Excerpt from The Story of Old Fort Dearborn There were two Fort Dearborns, the first one having been built in 1803. This was occupied by a garrison of United States troops until 1812, when it was destroyed by the Indians immediately after the bloody massacre of that year. The second Fort Dearborn was built on the site of the former one in 1816, and continued in use as a military post, though at several intervals during periods of peaceful relations with the surrounding tribes the garrisons were withdrawn for a time. In 1836 the fort was finally evacuated by the military forces. The events narrated in the succeeding pages of this volume concern the first or Old Fort Dearborn. About the Publisher Forgotten Books publishes hundreds of thousands of rare and classic books. Find more at www.forgottenbooks.com This book is a reproduction of an important historical work. Forgotten Books uses state-of-the-art technology to digitally reconstruct the work, preserving the original format whilst repairing imperfections present in the aged copy. In rare cases, an imperfection in the original, such as a blemish or missing page, may be replicated in our edition. We do, however, repair the vast majority of imperfections successfully; any imperfections that remain are intentionally left to preserve the state of such historical works.
The Story of Old Fort Dearborn is a book by Josiah Seymour Currey. It provides the history of Dearborn, a US fort constructed by troops in 1803 under Cpt. J. Whistler and named in honor of Henry Dearborn, then US Secretary of War.

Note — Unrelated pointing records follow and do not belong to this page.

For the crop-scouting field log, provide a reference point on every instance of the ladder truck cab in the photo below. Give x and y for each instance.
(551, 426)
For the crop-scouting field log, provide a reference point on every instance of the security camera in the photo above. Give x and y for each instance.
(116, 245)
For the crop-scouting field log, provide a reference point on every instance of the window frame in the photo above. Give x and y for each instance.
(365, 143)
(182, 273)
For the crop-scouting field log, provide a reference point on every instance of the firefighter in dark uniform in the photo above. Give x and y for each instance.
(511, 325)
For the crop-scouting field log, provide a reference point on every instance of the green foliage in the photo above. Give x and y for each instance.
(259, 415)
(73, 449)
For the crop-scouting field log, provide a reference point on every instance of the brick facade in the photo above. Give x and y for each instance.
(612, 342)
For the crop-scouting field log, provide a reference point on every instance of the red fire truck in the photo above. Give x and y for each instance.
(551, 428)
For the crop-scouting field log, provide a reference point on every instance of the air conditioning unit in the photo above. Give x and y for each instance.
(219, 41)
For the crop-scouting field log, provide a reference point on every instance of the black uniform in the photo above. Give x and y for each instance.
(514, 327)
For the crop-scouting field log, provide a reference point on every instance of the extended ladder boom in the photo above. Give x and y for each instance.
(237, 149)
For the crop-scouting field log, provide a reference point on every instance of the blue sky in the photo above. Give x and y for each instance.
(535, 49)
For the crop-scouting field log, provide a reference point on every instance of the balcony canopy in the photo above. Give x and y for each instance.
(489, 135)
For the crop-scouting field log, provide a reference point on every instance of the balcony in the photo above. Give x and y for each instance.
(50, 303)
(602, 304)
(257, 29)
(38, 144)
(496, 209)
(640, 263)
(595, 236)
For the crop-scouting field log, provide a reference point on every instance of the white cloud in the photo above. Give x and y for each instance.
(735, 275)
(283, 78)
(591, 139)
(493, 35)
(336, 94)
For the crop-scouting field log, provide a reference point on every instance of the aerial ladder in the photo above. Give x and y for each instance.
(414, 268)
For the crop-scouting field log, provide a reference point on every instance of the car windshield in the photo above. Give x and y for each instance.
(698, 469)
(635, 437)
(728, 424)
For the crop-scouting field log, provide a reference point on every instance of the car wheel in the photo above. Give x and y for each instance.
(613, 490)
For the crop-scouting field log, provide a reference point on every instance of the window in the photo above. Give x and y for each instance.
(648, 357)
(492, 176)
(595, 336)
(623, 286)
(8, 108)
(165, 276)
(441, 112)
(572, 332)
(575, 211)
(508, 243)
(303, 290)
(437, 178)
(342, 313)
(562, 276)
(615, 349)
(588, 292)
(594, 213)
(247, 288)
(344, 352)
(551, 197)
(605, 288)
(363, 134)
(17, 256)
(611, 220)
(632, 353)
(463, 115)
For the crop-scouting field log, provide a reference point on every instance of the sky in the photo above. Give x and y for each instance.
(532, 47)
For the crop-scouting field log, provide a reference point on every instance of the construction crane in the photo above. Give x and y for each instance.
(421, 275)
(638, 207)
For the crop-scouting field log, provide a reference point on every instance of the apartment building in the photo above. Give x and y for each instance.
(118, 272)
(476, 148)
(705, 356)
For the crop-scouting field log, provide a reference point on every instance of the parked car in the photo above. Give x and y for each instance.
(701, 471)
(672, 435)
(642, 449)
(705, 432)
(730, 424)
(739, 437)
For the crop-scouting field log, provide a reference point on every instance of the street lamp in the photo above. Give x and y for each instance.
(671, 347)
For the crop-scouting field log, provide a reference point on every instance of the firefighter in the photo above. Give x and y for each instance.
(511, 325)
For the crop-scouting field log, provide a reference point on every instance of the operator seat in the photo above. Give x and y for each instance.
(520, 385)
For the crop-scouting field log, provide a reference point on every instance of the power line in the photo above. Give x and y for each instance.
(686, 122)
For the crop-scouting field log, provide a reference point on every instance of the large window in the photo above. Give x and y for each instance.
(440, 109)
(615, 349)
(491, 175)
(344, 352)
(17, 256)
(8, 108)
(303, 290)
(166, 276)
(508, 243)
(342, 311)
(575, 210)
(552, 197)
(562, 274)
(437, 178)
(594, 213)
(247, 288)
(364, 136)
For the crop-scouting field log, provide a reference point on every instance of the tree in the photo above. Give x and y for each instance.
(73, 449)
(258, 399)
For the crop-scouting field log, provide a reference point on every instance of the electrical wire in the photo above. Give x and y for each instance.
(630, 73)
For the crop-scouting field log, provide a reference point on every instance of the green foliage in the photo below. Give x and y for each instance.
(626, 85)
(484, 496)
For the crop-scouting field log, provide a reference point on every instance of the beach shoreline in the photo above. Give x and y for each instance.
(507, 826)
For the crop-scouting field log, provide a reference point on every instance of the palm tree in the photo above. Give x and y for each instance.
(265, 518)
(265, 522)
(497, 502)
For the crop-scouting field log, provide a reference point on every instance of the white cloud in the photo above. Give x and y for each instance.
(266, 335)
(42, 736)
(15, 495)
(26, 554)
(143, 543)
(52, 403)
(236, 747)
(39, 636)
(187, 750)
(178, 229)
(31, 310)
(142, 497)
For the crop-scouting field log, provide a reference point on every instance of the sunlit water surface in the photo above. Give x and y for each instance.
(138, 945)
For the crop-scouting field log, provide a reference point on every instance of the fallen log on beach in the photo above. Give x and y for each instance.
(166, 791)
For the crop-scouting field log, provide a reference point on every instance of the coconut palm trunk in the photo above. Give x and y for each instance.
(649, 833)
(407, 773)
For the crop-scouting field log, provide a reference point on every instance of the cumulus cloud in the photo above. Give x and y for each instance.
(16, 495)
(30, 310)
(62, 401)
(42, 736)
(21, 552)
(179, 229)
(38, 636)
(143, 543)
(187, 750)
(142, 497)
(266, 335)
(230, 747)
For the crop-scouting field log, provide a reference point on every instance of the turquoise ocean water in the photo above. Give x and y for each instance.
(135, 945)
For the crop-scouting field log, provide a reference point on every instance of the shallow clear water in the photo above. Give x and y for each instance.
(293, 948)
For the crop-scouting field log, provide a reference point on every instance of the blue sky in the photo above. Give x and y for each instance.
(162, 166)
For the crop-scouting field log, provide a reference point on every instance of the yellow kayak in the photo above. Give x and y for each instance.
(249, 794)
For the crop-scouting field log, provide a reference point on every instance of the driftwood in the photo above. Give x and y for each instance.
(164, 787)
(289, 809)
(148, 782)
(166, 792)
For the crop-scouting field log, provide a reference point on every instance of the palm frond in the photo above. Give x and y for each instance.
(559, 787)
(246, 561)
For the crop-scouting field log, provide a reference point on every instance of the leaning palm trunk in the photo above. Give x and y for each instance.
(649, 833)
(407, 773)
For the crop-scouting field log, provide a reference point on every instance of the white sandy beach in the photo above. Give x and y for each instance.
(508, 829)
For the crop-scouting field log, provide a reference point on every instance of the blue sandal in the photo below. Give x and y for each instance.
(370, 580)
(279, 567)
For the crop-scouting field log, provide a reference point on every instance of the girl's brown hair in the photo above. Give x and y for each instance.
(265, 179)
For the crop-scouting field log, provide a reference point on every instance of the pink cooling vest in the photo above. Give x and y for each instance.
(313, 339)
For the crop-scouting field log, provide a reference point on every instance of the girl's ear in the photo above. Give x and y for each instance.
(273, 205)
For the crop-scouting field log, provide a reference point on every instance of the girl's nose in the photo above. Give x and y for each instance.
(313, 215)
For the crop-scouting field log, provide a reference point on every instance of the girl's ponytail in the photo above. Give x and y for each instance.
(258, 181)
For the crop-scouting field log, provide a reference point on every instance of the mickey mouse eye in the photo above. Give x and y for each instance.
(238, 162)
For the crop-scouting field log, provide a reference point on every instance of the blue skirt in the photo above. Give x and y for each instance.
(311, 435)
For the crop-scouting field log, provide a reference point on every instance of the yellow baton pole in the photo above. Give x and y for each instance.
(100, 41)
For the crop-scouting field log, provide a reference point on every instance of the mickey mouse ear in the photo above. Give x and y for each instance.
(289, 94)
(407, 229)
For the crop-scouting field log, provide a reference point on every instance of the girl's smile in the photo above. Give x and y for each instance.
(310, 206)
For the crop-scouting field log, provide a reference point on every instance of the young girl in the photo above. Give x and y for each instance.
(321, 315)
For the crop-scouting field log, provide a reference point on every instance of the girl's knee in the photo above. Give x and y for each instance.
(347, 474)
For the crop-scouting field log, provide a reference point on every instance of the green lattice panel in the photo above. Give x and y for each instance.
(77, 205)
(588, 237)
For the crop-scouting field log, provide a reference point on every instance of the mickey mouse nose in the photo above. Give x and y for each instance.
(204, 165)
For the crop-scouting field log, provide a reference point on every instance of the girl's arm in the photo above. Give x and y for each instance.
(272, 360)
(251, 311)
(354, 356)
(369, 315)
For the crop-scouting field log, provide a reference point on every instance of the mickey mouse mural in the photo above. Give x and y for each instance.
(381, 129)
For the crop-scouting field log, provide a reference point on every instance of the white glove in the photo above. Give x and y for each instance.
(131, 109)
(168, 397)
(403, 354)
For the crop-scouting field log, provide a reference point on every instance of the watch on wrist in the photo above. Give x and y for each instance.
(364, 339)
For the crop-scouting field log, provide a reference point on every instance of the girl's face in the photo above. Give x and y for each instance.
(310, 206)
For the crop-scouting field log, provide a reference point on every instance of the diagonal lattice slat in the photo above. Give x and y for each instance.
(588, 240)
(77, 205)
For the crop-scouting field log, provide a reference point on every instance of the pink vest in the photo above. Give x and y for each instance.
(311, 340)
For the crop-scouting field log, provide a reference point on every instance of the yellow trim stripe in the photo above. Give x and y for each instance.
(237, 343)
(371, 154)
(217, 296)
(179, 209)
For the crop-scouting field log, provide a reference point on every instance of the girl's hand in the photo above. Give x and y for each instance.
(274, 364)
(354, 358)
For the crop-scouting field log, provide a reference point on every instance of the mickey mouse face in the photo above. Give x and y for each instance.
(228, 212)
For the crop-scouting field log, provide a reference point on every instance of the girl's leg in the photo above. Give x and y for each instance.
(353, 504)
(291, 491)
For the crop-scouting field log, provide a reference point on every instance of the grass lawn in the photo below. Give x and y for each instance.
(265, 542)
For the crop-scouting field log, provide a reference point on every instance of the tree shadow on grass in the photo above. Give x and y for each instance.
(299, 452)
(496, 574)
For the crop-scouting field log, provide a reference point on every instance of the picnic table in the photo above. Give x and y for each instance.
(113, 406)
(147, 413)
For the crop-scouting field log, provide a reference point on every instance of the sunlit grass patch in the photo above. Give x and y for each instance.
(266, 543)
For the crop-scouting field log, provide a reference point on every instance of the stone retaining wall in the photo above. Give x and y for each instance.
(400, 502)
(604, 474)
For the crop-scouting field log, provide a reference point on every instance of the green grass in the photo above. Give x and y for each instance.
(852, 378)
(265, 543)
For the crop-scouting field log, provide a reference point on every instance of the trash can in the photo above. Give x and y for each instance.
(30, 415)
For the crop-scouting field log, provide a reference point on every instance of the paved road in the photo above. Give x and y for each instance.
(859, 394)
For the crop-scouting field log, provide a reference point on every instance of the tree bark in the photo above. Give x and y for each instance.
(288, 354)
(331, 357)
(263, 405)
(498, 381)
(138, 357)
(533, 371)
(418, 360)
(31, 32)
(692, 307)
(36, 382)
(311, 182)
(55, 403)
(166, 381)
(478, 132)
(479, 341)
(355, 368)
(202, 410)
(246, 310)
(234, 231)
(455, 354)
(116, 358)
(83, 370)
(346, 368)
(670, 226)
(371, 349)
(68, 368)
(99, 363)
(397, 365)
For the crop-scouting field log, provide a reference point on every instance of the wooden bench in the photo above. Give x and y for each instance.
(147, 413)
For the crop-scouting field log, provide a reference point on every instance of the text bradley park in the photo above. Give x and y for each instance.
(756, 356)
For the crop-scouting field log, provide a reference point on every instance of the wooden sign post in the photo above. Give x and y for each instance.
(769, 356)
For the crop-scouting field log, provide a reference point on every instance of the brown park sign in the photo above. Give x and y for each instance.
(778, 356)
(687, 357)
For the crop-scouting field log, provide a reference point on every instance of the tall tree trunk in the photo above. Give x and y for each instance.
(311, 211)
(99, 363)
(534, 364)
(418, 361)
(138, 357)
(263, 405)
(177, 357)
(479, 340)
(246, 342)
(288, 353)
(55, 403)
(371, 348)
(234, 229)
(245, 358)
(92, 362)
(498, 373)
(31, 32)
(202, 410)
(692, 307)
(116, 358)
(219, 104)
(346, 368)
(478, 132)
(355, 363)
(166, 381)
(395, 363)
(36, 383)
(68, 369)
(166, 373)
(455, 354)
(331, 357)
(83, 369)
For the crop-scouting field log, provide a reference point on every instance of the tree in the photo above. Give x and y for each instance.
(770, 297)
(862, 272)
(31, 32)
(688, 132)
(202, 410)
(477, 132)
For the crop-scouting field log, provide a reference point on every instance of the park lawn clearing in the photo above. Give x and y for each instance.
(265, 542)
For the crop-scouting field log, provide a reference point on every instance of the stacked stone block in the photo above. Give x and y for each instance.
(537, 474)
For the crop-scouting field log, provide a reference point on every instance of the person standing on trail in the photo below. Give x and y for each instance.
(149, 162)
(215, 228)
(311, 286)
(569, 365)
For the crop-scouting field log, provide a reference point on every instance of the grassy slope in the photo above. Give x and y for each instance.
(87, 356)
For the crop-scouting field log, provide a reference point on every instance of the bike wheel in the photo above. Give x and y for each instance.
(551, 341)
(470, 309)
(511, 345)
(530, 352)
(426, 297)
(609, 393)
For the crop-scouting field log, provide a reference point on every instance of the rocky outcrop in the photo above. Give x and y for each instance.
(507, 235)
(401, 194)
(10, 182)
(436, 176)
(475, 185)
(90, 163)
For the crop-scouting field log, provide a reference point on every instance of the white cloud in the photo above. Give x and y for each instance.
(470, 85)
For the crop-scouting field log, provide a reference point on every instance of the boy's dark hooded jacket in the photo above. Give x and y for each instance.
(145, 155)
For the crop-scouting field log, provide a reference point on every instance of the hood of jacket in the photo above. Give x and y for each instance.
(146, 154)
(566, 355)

Once maligned as a swampy outpost, the fledgling city of Chicago brazenly adopted the motto Urbs in Horto or City in a Garden, in 1837. Chicago Gardens shows how this upstart town earned its sobriquet over the next century, from the first vegetable plots at Fort Dearborn to innovative garden designs at the 1933 World’s Fair. Cathy Jean Maloney has spent decades researching the city’s horticultural heritage, and here she reveals the unusual history of Chicago’s first gardens. Challenged by the region’s clay soil, harsh winters, and fierce winds, Chicago’s pioneering horticulturalists, Maloney demonstrates, found imaginative uses for hardy prairie plants. This same creative spirit thrived in the city’s local fruit and vegetable markets, encouraging the growth of what would become the nation’s produce hub. The vast plains that surrounded Chicago, meanwhile, inspired early landscape architects, such as Frederick Law Olmsted, Jens Jensen, and O.C. Simonds, to new heights of grandeur. Maloney does not forget the backyard gardeners: immigrants who cultivated treasured seeds and pioneers who planted native wildflowers. Maloney’s vibrant depictions of Chicagoans like “Bouquet Mary,” a flower peddler who built a greenhouse empire, add charming anecdotal evidence to her argument–that Chicago’s garden history rivals that of New York or London and ensures its status as a world-class capital of horticultural innovation. With exquisite archival photographs, prints, and postcards, as well as field guide descriptions of living legacy gardens for today’s visitors, Chicago Gardens will delight green-thumbs from all parts of the world.